My fingers slip around either side of my stiff plastic seat. “The drama?”
“The feelings.”
I shouldn’t ask. Me and a client, on a Formula 1 date, should not discuss feelings. A client who flew to Japan because of her feelings, good or bad.
I ask.
“Is it hard to be with a driver?”
The breeze plays with a piece of Imogen’s hair she didn’t slick back enough. She catches it, tucking it behind her ear. There are four rings on her left hand—one for almost every finger. “Honestly?” She gives me a sad smile. “It’s so easy, you’ll think you’re dreaming.”
Deep inside my chest, whatever shifted tilts further to one side.
“The hours are insane, they’re workaholics, and they’ve all got daddy issues they take out on their team principals, but say they don’t.
And they get hurt, and they’re moody, and this—it isn’t a safe sport.
It’s safer now, but not safe. There are no sick days or weekends off because you don’t feel like it.
This is an insane thing to want to do. To have wanted to do their whole lives, since they were four or five or six, and then to get here and stay here.
They’re not normal people. They don’t have normal relationships, with women, or men, or their families, or anyone. ”
As Imogen talks, I hear the cars approaching again. Lap two. The drivers and their Sisyphean laps. “And then”—she smiles—“one day you’re on a jet home from Monaco, and he’s sleeping on your shoulder.”

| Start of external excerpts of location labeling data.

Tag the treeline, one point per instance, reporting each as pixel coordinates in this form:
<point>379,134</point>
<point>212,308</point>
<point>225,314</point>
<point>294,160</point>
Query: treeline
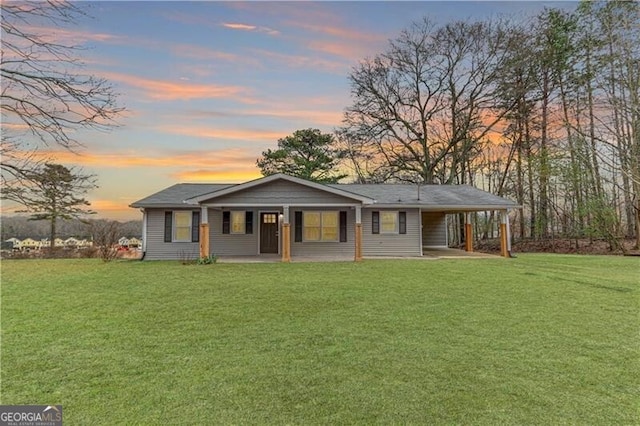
<point>546,112</point>
<point>21,227</point>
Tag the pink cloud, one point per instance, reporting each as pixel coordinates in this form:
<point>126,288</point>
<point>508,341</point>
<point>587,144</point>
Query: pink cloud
<point>247,27</point>
<point>163,90</point>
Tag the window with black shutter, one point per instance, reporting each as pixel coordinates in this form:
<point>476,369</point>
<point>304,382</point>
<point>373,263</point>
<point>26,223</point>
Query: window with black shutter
<point>402,222</point>
<point>168,226</point>
<point>248,222</point>
<point>298,227</point>
<point>343,227</point>
<point>375,222</point>
<point>195,227</point>
<point>226,222</point>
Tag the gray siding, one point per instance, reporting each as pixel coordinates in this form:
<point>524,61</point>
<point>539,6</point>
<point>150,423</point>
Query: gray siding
<point>233,244</point>
<point>392,244</point>
<point>434,229</point>
<point>157,249</point>
<point>323,248</point>
<point>280,193</point>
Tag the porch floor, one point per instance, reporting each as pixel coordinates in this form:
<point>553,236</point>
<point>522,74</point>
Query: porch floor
<point>428,254</point>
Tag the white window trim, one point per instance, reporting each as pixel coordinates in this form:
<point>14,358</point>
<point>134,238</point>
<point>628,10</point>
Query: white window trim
<point>337,239</point>
<point>174,226</point>
<point>396,229</point>
<point>243,213</point>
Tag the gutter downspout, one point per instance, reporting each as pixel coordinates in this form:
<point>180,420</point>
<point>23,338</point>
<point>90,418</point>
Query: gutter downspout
<point>144,233</point>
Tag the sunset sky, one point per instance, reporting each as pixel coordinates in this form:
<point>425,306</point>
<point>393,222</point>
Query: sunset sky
<point>208,86</point>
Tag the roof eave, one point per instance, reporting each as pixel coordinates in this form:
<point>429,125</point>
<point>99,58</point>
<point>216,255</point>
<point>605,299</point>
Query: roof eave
<point>448,208</point>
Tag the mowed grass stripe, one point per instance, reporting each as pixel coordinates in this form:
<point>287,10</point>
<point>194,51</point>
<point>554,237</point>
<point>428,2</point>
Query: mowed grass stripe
<point>540,339</point>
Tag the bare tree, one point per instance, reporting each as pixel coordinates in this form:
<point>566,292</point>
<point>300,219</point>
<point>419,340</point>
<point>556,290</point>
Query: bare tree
<point>421,108</point>
<point>52,194</point>
<point>46,96</point>
<point>105,235</point>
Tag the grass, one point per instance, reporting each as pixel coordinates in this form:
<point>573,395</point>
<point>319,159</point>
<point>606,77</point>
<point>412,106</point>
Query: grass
<point>542,339</point>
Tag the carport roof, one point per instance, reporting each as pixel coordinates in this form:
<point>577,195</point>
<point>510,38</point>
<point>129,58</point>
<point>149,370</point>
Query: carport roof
<point>453,198</point>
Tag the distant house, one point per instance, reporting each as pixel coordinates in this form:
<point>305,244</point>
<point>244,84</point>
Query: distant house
<point>134,242</point>
<point>12,244</point>
<point>30,244</point>
<point>292,217</point>
<point>71,243</point>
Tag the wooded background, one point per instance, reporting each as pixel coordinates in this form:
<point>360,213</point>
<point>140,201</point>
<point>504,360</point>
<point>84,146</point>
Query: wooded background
<point>546,112</point>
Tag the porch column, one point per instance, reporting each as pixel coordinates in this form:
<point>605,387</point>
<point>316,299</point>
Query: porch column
<point>468,233</point>
<point>286,235</point>
<point>504,234</point>
<point>204,232</point>
<point>358,247</point>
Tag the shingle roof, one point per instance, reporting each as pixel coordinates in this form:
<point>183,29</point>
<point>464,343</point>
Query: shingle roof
<point>441,197</point>
<point>432,197</point>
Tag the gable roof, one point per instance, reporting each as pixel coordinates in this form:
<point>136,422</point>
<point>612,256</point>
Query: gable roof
<point>333,189</point>
<point>175,195</point>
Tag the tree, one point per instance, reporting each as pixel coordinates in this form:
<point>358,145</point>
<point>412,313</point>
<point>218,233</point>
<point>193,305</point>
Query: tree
<point>52,193</point>
<point>307,154</point>
<point>45,97</point>
<point>423,106</point>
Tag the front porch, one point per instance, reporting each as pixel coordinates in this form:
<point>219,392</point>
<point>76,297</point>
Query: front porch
<point>428,254</point>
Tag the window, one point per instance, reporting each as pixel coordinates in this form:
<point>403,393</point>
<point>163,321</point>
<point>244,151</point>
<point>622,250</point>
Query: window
<point>269,218</point>
<point>388,222</point>
<point>237,222</point>
<point>320,226</point>
<point>181,226</point>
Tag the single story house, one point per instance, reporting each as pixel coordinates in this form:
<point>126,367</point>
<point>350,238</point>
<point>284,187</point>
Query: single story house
<point>289,217</point>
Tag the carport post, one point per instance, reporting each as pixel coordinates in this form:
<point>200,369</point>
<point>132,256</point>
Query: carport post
<point>504,233</point>
<point>468,233</point>
<point>204,232</point>
<point>286,235</point>
<point>358,246</point>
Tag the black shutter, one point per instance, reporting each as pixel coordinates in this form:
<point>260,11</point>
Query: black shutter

I see it. Brown hair, tan skin. How peaceful he must look when he’s asleep. “And it’s easy?”
“And it’s easy, because he loves you.”
That, I can’t picture.
A cloud drifts in front of the sun. I shift around my bracelet, an Alighieri cuff shaped like a golden handcuff.
I’ve been forgetting one very important thing while calculating an outcome for Faust and me.
Arguably the most important part of dating, though I’ve spent years not considering it for any of my relationship equations, where I mirror and reflect and evade and lie to give men the Cat they want.
Faust would have to want to be with me.